「久村」特集PART1はこちら。
タイトルの「久村」って、あの中町の久村じゃないよね?と思って読み始めたら、やはりあの久村でした(笑)。やたらと懐かしいです。ただ、酒場の中には入ったことはありませんが。子供の頃におつかいに行かされた近所の酒屋も久村じゃないですが、久村形式(酒屋+飲み屋)でした。夕方には酔っぱらいが確かにいて、ちょっと怖かったものです。
……この酒屋+飲み屋という形式こそが「もっきり」と呼ばれるやつ。今はほとんど残っていないけど、むかしはたーくさんあったんだよ。まあ、多くは缶詰めや乾きモノを供するぐらいの簡単なファストフード店兼ファストバー(笑)。もっきりというのは「盛り切り」って意味で、酒の場合は升(久村の場合は深みのあるコースター)のなかにコップをいれて、それになみなみと注いでもらうあのシステムのことをさすようになったわけ。転じてそのパターンで酒を供するお店がもっきり。むかしの酒は量り売りだったから、量ったお酒をその場で飲みたい飲んべえにはありがたいお店ですわね。
「ここは、前からもっきりだったんですか?」
久村の女将にきいてみる。
「あのね、前は酒をつくって卸したりしてたのよ。ところが先代って人が……なんていうか事業に意欲的な人で」
「あー、いろいろ手を出したわけだ」
「でね、苦しくなってもっきりを始めたのが最初」
「?」
「もっきりをやってると、その日のうちに現金が必ず手に入るでしょう?」
年季の入ったこの店には、そんな歴史があったのか。カウンターの常連たちである先輩酒田市民たちは、その歴史を静かに見つめてきたのね。まあ、いつもは天井近くにある古いちっちゃいテレビを観ているわけだけど。

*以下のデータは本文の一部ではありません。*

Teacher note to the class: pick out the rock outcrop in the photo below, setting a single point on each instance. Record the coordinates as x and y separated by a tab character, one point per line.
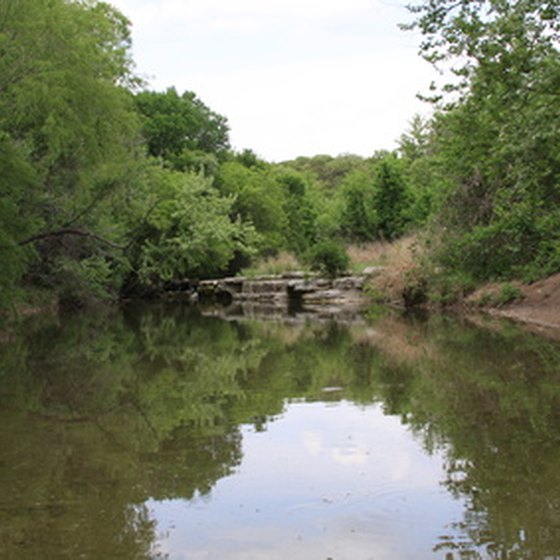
293	289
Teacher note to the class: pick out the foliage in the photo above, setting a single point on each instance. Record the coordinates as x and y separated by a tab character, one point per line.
390	198
258	199
67	130
359	218
301	215
328	257
498	139
182	130
185	228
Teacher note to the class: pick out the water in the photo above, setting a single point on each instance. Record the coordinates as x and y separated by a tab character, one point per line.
157	432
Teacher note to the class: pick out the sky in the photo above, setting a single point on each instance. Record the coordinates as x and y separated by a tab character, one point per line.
293	77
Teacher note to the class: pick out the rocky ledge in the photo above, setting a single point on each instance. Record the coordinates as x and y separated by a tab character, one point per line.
296	288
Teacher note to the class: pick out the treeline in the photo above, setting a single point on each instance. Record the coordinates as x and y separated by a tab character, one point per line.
108	189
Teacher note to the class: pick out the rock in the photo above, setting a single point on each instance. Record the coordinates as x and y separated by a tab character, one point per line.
372	270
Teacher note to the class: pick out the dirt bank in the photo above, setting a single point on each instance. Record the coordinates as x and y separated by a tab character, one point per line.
539	307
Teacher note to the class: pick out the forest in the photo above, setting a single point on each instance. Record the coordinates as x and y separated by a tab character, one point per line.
109	189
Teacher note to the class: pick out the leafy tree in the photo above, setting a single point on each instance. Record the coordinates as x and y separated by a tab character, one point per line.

「これでBSとかCSで巨人戦を試合開始から観てられるといいんだけどなあ」
「なに言ってんの。ちゃんとBS日テレもうつるわよ。」
しまった。そうか街のど真ん中だから有線が入ってるんだったー!意外。
あ、おすすめメニューでしたね。熱々のコロッケの世評が高いようですが、わたしはいつも「自慢揚げ」と呼ばれる揚げたての油揚げをいただいております。あるいはゲソ揚げとのセット。とてもおいしい。ちなみに酒田では油揚げというのは厚揚げのことですからね、誤解のないように。
それからこの店にはテーブルチャージというものが存在しないので、ボトルキープしておいた芋焼酎をきゅうり味噌で飲んでお会計をお願いすると「190円でーす」と鼻血が出るような値段を言われたりするのでこれも要注意です(笑)。